Lot 3 – Systems energy engineering, to address the design, integration and management of the lot 1 and 2 technologies, including studies on the impact of space-based solar power on the decarbonised grid.
Lot 4 – Space mission architecture feasibility study, to develop the system requirements, architecture and design options and assess performance, risks and through life costs of space-based solar power.
“Space-based solar power could provide an affordable, clean and reliable source of energy for the whole world to benefit from, helping the move away from expensive fossil fuels,” stated Business and Energy Secretary Kwasi Kwarteng.
“Today’s investment is an exciting example of how we can go even further in our ambitions to make the UK a science superpower.”

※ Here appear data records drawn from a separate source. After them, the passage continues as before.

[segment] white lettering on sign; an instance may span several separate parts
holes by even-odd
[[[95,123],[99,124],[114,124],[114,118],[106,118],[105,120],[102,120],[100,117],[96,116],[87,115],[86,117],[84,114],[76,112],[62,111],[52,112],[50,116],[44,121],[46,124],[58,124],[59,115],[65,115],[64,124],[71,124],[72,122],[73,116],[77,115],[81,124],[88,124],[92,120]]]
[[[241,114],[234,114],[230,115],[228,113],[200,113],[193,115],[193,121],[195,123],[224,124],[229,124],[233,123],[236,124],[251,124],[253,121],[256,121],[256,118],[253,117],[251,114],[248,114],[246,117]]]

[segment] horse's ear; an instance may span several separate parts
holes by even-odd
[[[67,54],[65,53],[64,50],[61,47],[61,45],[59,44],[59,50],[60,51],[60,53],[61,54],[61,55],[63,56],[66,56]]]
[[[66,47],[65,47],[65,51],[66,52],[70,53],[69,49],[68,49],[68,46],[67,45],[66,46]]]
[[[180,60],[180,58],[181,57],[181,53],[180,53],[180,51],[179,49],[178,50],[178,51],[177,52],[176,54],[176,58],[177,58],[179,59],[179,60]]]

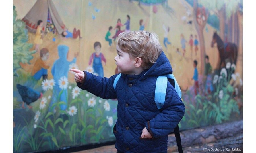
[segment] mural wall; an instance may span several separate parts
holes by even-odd
[[[14,151],[115,139],[117,101],[69,69],[115,74],[129,30],[158,35],[183,92],[180,129],[242,119],[243,18],[239,0],[14,0]]]

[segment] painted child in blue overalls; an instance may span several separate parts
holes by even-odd
[[[91,66],[92,60],[92,68],[94,72],[98,74],[98,76],[103,77],[104,76],[103,67],[102,62],[104,65],[106,65],[106,59],[103,54],[100,52],[101,44],[99,42],[96,41],[94,44],[95,52],[92,53],[89,60],[89,66]]]

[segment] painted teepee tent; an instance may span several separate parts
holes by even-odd
[[[47,24],[49,23],[59,34],[66,29],[52,0],[37,0],[22,20],[26,23],[29,31],[35,33],[37,22],[40,20],[44,23],[43,31],[45,31]]]

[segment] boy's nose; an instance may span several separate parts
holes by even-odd
[[[117,61],[117,55],[115,57],[115,58],[114,58],[114,59],[115,60],[115,61]]]

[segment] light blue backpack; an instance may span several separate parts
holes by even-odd
[[[113,86],[115,90],[116,84],[121,77],[121,74],[119,73],[115,79]],[[170,79],[169,80],[168,79]],[[158,109],[161,109],[164,103],[166,89],[168,81],[174,88],[178,95],[181,99],[181,90],[173,75],[172,74],[160,76],[156,79],[156,90],[155,92],[155,102]],[[177,126],[174,128],[174,131],[176,139],[176,142],[177,142],[179,152],[183,153],[183,152],[182,150],[178,125],[177,125]]]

Space based solar power, i.e. the concept of collecting solar power via a satellite in a high earth orbit and beaming it to a fixed point on the earth, offers the potential of 365/24/7 clean power, irrespective of the weather.
A study by Frazer-Nash Consultancy for the UK government determined the concept was technically feasible and economically competitive, with developments required in areas including long distance wireless power transmission and semiconductor and PV technologies to achieve the efficiency required while also meeting the weight and other restrictions of space-bound payloads.
The grants are expected to be awarded and the projects getting underway by December with lots 1, 2 and 3 running up to March 2025. Lot 4 is planned in two parts with the first expected to be completed by June 2023, while the second will be subject to a future competition.
In addition to the funding award, funding was allocated for a new set of weather sensors aimed to aid more accurate weather forecasting to be put into orbit in partnership with the Washington DC headquartered data and analytics company Spire Global.
The Hyperspectral Microwave Sounder (HYMS), which was developed by the UK’s national space laboratory RAL Space, is both smaller and more powerful with up to four times more frequency resolution than existing weather satellite sensors and is intended to help meteorological agencies and businesses around the world involved with planning, shipping and flood warnings.
Microwave sounding data on temperature and moisture in the atmosphere is a key input to weather forecasting models, alongside optical and infrared imaging, which is limited by clouds.
The long-term objective is to provide a full constellation of satellites to provide this additional data set, which should enable more accurate forecasting based on near real-time weather observations. With renewables penetration increasing, output forecasting is becoming more critical and should be a beneficiary.